To “throw oil on the water ”of the public outcry, over 400 000 objections voiced in the Oceans Not Oil petition and national beach protests around Shell’s seismic testing off the Wild Coast of South Africa, Shell South Africa chair Honiphizwe Mtolo declared in an open letter this last week, that seismic surveys were safe to the ecosystem of the ocean off the Wild Coast, and produced sounds similar to “many naturally occurring and other man-made ocean sounds.”
It is cruelly ironic that scallops, when exposed to seismic airgun exposure used in offshore oil and gas reconnaissance have been “found to have significantly increased mortality rates; disrupted behavioural patterns and reflex responses, both during and following exposure; and altered hemolymph (scallop ‘blood’) biochemistry, physiology, and osmoregulation capacity. These results indicate that air gun exposure has a harmful impact on scallops and raises concern over the impact on bivalves, due to their global ecological and economic importance.”
Repeated exposure intensified responses
If scallops were Honiphizwe Mtolo’s children, this would be termed “conclusive evidence of irreparable harm” by seismic surveys.
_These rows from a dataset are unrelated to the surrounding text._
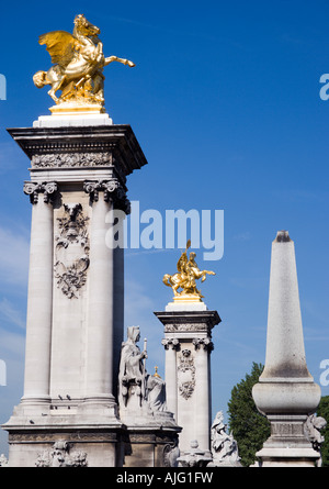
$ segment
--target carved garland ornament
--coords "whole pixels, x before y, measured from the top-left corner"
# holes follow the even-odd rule
[[[68,298],[78,298],[78,291],[87,281],[87,269],[89,259],[89,236],[87,232],[87,221],[82,214],[80,203],[64,204],[66,215],[59,218],[58,227],[60,233],[55,237],[57,244],[55,248],[55,278],[57,286]],[[77,259],[67,262],[68,248],[77,248]],[[81,254],[82,252],[82,254]]]
[[[69,168],[103,166],[112,163],[112,155],[109,153],[59,153],[35,155],[32,157],[34,168]]]
[[[99,192],[104,192],[104,200],[109,202],[112,199],[116,209],[123,210],[126,214],[131,213],[131,202],[126,197],[125,189],[116,178],[112,180],[84,181],[86,193],[94,202],[99,200]]]
[[[38,195],[44,195],[44,201],[47,203],[50,200],[50,197],[56,192],[57,190],[57,184],[55,181],[46,181],[43,184],[34,184],[32,181],[26,181],[24,184],[24,193],[26,196],[30,196],[31,203],[37,203],[38,202]]]
[[[189,399],[195,388],[195,366],[191,349],[183,349],[178,365],[178,388],[179,393]]]
[[[38,455],[36,467],[87,467],[87,454],[84,452],[71,452],[71,444],[66,441],[56,442],[53,449]]]

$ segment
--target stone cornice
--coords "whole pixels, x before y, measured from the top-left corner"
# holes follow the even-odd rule
[[[125,176],[147,164],[129,125],[18,127],[8,132],[36,168],[70,167],[69,157],[64,156],[70,154],[72,167],[80,167],[76,156],[80,154],[83,167],[117,165]],[[100,154],[105,156],[100,159]],[[43,155],[48,156],[42,160]],[[92,162],[92,155],[98,163]]]
[[[217,311],[161,311],[155,314],[164,325],[164,332],[211,331],[222,321]]]

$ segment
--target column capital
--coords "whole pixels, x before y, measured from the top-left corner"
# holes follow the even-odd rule
[[[126,189],[116,178],[111,180],[86,180],[83,189],[86,193],[90,195],[92,202],[97,202],[99,192],[103,191],[105,202],[112,200],[116,209],[123,210],[126,214],[131,213],[131,202],[126,197]]]
[[[30,196],[31,203],[38,202],[38,195],[44,195],[44,202],[48,203],[50,197],[57,191],[56,181],[45,181],[42,184],[35,184],[33,181],[25,181],[23,191],[26,196]]]
[[[208,352],[212,352],[214,349],[214,343],[211,341],[209,337],[200,338],[195,337],[192,341],[195,349],[200,349],[203,346],[203,349],[206,349]]]
[[[164,349],[169,349],[170,346],[172,349],[178,351],[180,348],[180,341],[178,338],[163,338],[161,340],[162,345],[164,346]]]

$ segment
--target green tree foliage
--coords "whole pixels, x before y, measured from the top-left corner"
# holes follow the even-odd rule
[[[251,374],[247,374],[232,388],[228,402],[229,429],[238,443],[241,464],[246,467],[256,462],[256,453],[271,434],[270,423],[258,411],[251,393],[263,368],[262,364],[253,363]]]
[[[322,467],[329,467],[329,396],[321,398],[317,415],[325,418],[327,426],[321,430],[321,435],[325,436],[325,442],[321,446]]]

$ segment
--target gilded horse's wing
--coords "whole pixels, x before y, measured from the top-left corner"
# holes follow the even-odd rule
[[[46,49],[49,53],[54,65],[59,65],[60,68],[66,68],[72,60],[75,46],[79,42],[77,37],[66,31],[52,31],[47,34],[42,34],[38,38],[38,43],[47,46]]]

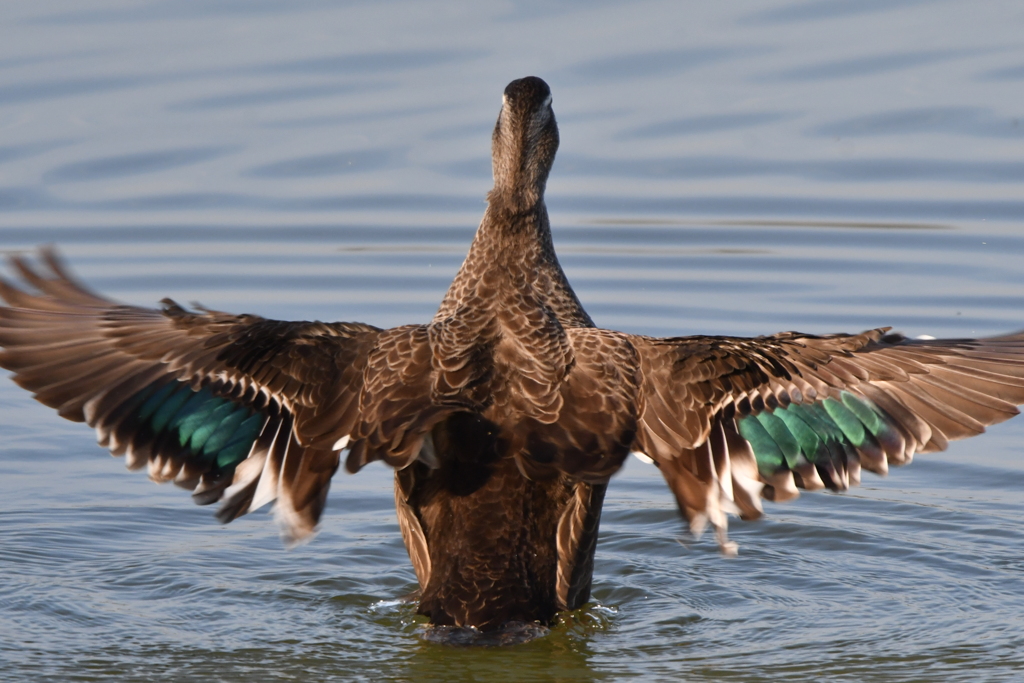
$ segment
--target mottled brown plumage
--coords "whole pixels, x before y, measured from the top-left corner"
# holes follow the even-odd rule
[[[544,188],[558,146],[548,86],[511,83],[495,187],[427,325],[283,323],[125,306],[54,254],[0,283],[0,365],[128,466],[229,521],[275,502],[308,537],[347,451],[395,468],[395,508],[435,624],[550,622],[590,595],[601,504],[627,455],[728,543],[761,498],[844,489],[980,433],[1024,402],[1024,335],[916,341],[654,339],[596,329],[555,257]]]

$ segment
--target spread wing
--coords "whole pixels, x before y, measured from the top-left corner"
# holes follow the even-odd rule
[[[308,536],[339,451],[358,422],[380,330],[284,323],[213,310],[117,304],[75,282],[51,251],[45,271],[13,266],[37,292],[0,282],[0,366],[156,481],[221,500],[229,521],[276,500],[287,540]]]
[[[910,340],[888,329],[816,337],[632,337],[640,357],[635,447],[680,510],[725,545],[725,513],[760,498],[842,490],[1017,415],[1024,333]]]

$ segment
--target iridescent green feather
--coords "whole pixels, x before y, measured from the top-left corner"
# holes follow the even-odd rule
[[[212,460],[221,470],[248,457],[266,423],[262,413],[214,396],[208,387],[194,391],[182,382],[146,387],[132,400],[138,403],[138,419],[155,434],[169,433],[191,457]]]
[[[792,403],[773,412],[738,419],[740,435],[750,441],[758,469],[771,475],[782,467],[794,468],[801,456],[808,462],[836,469],[855,457],[855,449],[891,437],[892,425],[871,401],[849,391],[842,400]]]

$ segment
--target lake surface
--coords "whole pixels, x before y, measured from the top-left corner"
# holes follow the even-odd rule
[[[1024,327],[1014,2],[0,4],[0,249],[94,289],[280,318],[433,314],[505,84],[548,80],[559,256],[654,335]],[[321,533],[209,508],[0,383],[0,679],[1017,680],[1024,420],[691,539],[656,470],[605,505],[594,602],[424,638],[390,473]]]

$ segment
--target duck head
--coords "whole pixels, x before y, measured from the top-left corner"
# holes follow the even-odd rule
[[[543,201],[557,150],[558,125],[551,110],[551,88],[536,76],[509,83],[492,136],[492,204],[520,212]]]

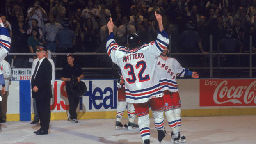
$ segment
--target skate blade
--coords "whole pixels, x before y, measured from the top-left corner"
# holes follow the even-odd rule
[[[128,130],[138,130],[139,128],[137,127],[134,127],[133,126],[128,126],[127,129]]]
[[[119,126],[116,126],[116,130],[121,130],[123,127]]]
[[[180,139],[180,142],[186,142],[186,139]]]

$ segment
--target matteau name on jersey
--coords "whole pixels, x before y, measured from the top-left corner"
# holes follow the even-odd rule
[[[158,57],[169,43],[168,35],[164,30],[158,32],[154,42],[133,50],[118,46],[113,32],[108,36],[107,52],[112,61],[120,68],[125,80],[127,102],[145,103],[162,96],[156,66]]]
[[[132,56],[132,55],[133,56]],[[130,57],[130,59],[129,59]],[[131,60],[132,58],[133,58],[133,59],[144,59],[144,55],[143,53],[133,53],[132,54],[130,54],[128,55],[125,56],[123,57],[123,62],[129,61],[129,60]]]

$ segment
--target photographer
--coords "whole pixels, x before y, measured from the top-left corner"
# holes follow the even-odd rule
[[[74,64],[74,55],[69,53],[67,56],[68,65],[63,68],[60,80],[66,82],[66,88],[69,104],[69,111],[68,113],[68,121],[72,120],[73,123],[78,123],[76,112],[79,103],[80,98],[75,97],[71,91],[71,85],[75,81],[79,82],[84,78],[81,67]],[[72,78],[75,76],[75,78]]]

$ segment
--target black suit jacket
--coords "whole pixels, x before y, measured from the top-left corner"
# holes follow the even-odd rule
[[[31,82],[32,97],[36,100],[46,100],[51,98],[51,80],[52,65],[46,57],[38,68],[34,81]],[[33,91],[35,86],[38,88],[37,92]]]

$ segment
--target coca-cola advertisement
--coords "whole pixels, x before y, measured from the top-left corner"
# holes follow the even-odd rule
[[[256,106],[256,79],[200,79],[200,106]]]

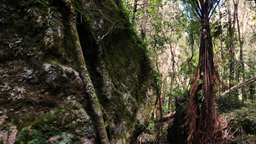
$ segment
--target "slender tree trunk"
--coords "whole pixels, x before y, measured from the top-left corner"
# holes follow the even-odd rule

That the Deputy Director-General of the Department of Mineral Resources and Energy, Ntokozo Ngcwabe, has declared that as early as the last drilling exercise by Total last year, Shell’s preparations to apply for its production right were already at an advanced stage means that the outcomes of applications are predetermined and the department is not listening to the mass response of South Africans to the application for reconnaissance, let alone exploratory drilling and exploitation.
This speaks volumes about why the protests have been so loud and so vocal – South Africans, of all shapes, sizes and heritage, feel that they are not being heard. It speaks volumes about the deep lack in efficient and inclusive public hearing in offshore oil and gas development.
Mineral Resources and Energy Minister Gwede Mantashe must take care when he perversely starts calling the environmental activism around Shell’s seismic survey in Wild Coast waters “apartheid and colonialism of a special type.”
Has Mantashe actually seen and heard the traditional healers, leaders, fisherfolk who have applied for the two urgent interdicts to stop this survey? Has he not seen how united coastline communities are around this issue? Has he not grasped that the call for Oceans Not Oil is a decolonial movement that seeks alternative economic development to quicken a just transition away from fossil fuels and towards a climate resilient future?
It suggests that Mantashe and his department have become too disconnected from the wider community, which hints at becoming a future political liability for the ANC.
Social movement research has found that you only need 2.5 per cent of the population to be in a political movement for it to be large enough to drive major political and social reform. That is enough for the everyone to have friends and family involved and to feel personally connected to the issue. With nearly 425 000 signatures the Oceans Not Oil movement is a third of the way there.
Oceans Not Oil awaits the results of the second urgent interdict seeking to stop Shell’s seismic survey off the Wild Coast. The matter is set down for hearing on the 17 December 2021.